An increased focus on patient education may not be enough to combat these problems. Efforts to present information in a more accessible manner may bring some improvement, but there are many medical situations where the sheer complexity or volume of the information involved outstrips the decision-making capacity of everyday patients. Some types of medical information, like risk assessments, use probability estimates that would require formal training to fully appreciate and thus overburden patients’ capacity to adequately comprehend and reasonably deliberate. In such cases, no amount of dialogue would allow a patient to attain the understanding necessary for informed decision-making.

In the end, the possibility of an equitable doctor/patient consultation is rarely a reality. As Oonagh Corrigan explains,

“There needs to be a realisation that the type of illness a patient is suffering from, her anxiety about the likely trajectory of her illness, her expectations about treatment and, in general, her implicit trust in the doctor and medical science mean that ‘informed choices’ based on an adequate understanding of the information and on careful consideration of the potential benefits and risks, are difficult to achieve in practice.”

We cannot maintain our idealistic divide between autonomous decision‐making on the one hand, and autocratic paternalism on the other. From framing effects to geographic bias, a physician is bound to have a greater hand in decision-making than our common conception of the dynamic allows.
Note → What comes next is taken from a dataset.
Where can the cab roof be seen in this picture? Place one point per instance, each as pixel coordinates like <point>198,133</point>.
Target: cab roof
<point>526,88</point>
Some may say that this liberty is sufficiently curtailed by the Hippocratic Oath. A doctor’s duty to the health of a patient is thought to limit the possibility of abuse. But the physician’s obligation to do no harm offers little guidance on the ground. The duties of nonmaleficence and beneficence share no necessary tie to the particular social and cultural values of patients. They would, for example, recommend the administering of blood transfusions to patients whose deeply-held religious beliefs disallow it.

Finding a suitable middle ground between individual autonomy and institutional paternalism is particularly tricky. The territory of informed consent is already a political battleground. One need look no further than the dispute concerning mandatory pre-abortion counseling or talk therapy for transgender patients. While we may wish physicians to take a larger role in the care of those who genuinely lack capacity, this would inevitably lead to the silencing of legitimate interests. Any acceptable resolution of this tension is bound to be hard-won.